# How to find the oblique asymptote of this function when $x\to-\infty$?

I posted a question earlier and got the answer for $f(x)=x-\sqrt{x^2+5}$ .

I would like to know the oblique asymptote for $f(x)=x-\sqrt{x^2+5x}$

The function has a horizontal asymptote $y=\dfrac{-5}{2}$ when $x\to+\infty$. How do I find the oblique asymptote of this function when $x\to-\infty$?

• – Michael Rozenberg Dec 30 '17 at 7:14
• Try rationalising, ie multiplying and dividing by conjugate – samjoe Dec 30 '17 at 7:15

Let the oblique asymptote be $y = ax + b$ with $a,b$ are real constants.

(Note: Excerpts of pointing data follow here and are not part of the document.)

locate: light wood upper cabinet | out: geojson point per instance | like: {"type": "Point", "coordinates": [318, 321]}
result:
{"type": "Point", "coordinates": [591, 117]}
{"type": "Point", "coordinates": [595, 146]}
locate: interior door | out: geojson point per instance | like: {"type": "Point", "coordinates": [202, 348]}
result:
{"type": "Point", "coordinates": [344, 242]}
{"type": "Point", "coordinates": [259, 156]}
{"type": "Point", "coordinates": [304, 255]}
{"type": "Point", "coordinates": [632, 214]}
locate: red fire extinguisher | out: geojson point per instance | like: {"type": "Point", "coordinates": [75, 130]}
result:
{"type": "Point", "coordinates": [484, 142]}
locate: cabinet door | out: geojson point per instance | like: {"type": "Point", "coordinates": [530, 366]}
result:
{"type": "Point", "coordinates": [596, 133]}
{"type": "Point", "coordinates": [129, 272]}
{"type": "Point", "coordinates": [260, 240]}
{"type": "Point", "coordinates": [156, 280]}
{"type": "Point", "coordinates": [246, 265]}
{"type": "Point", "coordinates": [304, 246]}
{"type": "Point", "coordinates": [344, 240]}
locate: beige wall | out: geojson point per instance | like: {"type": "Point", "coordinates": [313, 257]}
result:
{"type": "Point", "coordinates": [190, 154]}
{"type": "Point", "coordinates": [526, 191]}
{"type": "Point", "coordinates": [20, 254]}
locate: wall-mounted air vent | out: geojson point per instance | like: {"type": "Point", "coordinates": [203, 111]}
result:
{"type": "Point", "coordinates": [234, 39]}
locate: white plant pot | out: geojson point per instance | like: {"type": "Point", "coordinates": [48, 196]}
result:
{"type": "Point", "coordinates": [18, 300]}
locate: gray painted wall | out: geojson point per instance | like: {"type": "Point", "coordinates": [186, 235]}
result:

The definition of the oblique asymptote means that $x - \sqrt{x^2+5x} - ax -b \to 0$ as $x \to -\infty$ where $a,b$ are to be determined a bit later. We see that $a = 2$ immediately, and $-x-\sqrt{x^2+5x} - b= - \left(x+\sqrt{x^2+5x} +b\right)= \dfrac{5x}{x-\sqrt{x^2+5x}}-b=\dfrac{5x}{x-|x|\sqrt{1+\dfrac{5}{x}}}-b\to 0$ when $x \to -\infty$. So $b = \dfrac{5}{2}$. Thus the oblique asymptote is: $y = 2x+\dfrac{5}{2}$.
The slope will be the limit of the derivative: $$\lim_{x\to-\infty}1-\frac {2x+5}{2\sqrt {x^2+5x}}=\lim_{x\to-\infty}1+\frac {2+5/x}{2\sqrt {1+5/x}}=2.$$ The change of sign is due to $\sqrt {x^2}=-x$ when $x <0$. To find the $x$-intercept, the difference with the line should go to $0$: \begin{align} 0&= \lim_{x\to-\infty}{x-\sqrt {x^2+5x}}-({2x+b})= \lim_{x\to-\infty}-x-\sqrt {x^2+5x}-b\\ \ \\ &=\lim_{x\to\infty}x-\sqrt {x^2-5x}-b =\frac52-b.\\ \ \\ \end{align} So the asymptote is $y=2x+\frac52$.